Upon submitting my form, a confirmation was received on screen, but oddly, no email confirmation was received.
After 5 days of no communication, I started to wonder if my form went through. Even though it said it did on screen, it felt unusual not to have an email confirmation, so I telephoned Pod Point, at approximately 4pm, to check if it had gone through. The lady who answered the phone took my details, and passed my question to the installation team, for them to confirm if it was received or not.
The following day, at around 10:30am, I received an email advising that my survey had been received, but there were delays of a few weeks due to demand. So I thought it was just a case of waiting now, but I was in no rush, as the new car is not due to arrive for some time, so it was no big issue for me.
Within an hour of the email confirming receipt of my site survey, and advising of delays, I received a telephone call to schedule the installation. They advised they don’t like to do in installs more than two weeks before the ETA of the car, which I gave as 1 September 2021, so we agreed on 16 August 2021 for the install to be done.
If you’re a key worker, Pod Point will look to prioritise your installation, so it would be worth mentioning that to them when you’re scheduling you installation.
The installation has now been completed, and they’ve done a good job. The two installers were very friendly and happy to answer all of my questions. The unit is much smaller than I expected (for the most part). I thought it would be much thicker.
The only one small issue was that I have a looped power supply, which essentially means my power comes in, and loops out to another property, and this is apparently quite common, especially in older properties.

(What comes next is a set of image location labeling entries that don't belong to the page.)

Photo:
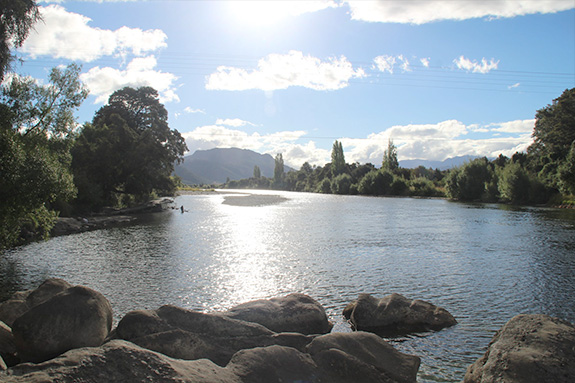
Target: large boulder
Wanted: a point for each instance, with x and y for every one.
(396, 315)
(77, 317)
(118, 361)
(528, 348)
(292, 313)
(188, 334)
(23, 301)
(362, 356)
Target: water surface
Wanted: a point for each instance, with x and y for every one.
(483, 263)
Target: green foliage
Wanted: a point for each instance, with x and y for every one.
(128, 152)
(567, 172)
(36, 130)
(514, 185)
(470, 182)
(279, 171)
(390, 162)
(341, 184)
(337, 159)
(16, 19)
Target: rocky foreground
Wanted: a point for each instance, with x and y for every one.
(59, 332)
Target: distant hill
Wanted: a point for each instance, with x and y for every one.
(441, 165)
(215, 166)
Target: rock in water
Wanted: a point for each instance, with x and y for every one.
(396, 315)
(361, 356)
(118, 361)
(292, 313)
(528, 349)
(23, 301)
(77, 317)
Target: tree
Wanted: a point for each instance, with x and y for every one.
(37, 127)
(16, 19)
(337, 159)
(257, 172)
(390, 162)
(128, 151)
(279, 170)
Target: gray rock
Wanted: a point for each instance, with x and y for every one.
(118, 361)
(23, 301)
(188, 334)
(7, 346)
(528, 348)
(396, 315)
(77, 317)
(362, 356)
(292, 313)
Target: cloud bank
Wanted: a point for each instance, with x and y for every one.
(281, 71)
(438, 141)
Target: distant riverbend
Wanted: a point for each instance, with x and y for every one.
(484, 263)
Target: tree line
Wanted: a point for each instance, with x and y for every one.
(50, 165)
(543, 174)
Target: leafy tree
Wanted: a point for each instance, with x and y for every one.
(390, 162)
(341, 184)
(279, 170)
(337, 159)
(468, 183)
(514, 184)
(37, 126)
(16, 19)
(567, 173)
(128, 151)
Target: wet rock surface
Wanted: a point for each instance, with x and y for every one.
(395, 315)
(528, 348)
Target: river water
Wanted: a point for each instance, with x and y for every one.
(483, 263)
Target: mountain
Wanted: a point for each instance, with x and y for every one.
(441, 165)
(215, 166)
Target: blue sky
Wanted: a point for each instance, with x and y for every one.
(440, 78)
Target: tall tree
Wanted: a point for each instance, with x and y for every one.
(16, 19)
(337, 159)
(128, 151)
(37, 126)
(279, 170)
(390, 162)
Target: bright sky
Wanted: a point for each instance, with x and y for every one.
(440, 78)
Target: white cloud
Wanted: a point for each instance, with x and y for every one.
(281, 71)
(63, 34)
(387, 63)
(425, 11)
(139, 72)
(473, 66)
(233, 122)
(189, 110)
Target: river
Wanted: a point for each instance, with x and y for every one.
(484, 263)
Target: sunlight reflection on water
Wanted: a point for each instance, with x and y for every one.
(484, 263)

So Western Power will have to come and change this for me. I’ve been advised that Pod Point will take care of this for me though, and it will be done for free. For the mean time though, the charge rate will be limited to around 3kWh.
Timeline from order to installation
|Order placed||03 July 2021|
|OLEV Grant eligability confirmed (after an initial problem)||07 July 2021|
|Self site survey completed||07 July 2021|
|Called to check my self site survey was received||12 July 2021|
|Self site survey confirmed as received||13 July 2021|
|Installation slot booked||13 July 2021|
|Installation date||16 August 2021|
Overall, I’d say the process has been fairly smooth, and the customer service has been good. However, the process could be made better by adding the ability to login to my Pod Point account and view the status of my order and OLEV grant application, as well as providing an email confirmation for receipt of the site survey.
Based on my experience though, I would definitely recommend Pod Point. However, there are a couple of things I’d like to point out.
Things to know about
I mentioned that the unit is thinner than I expected, but the mount for the type 2 connector sticks out quite a bit, as you can see below:
Then, if you have the tethered version and opt for the lock, it’s quite tight to get the key in (fine when the key is on its own, but tight when it’s on a bunch of keys):
Whilst these things are annoying, I can live with them and will look at changing the type 2 holder.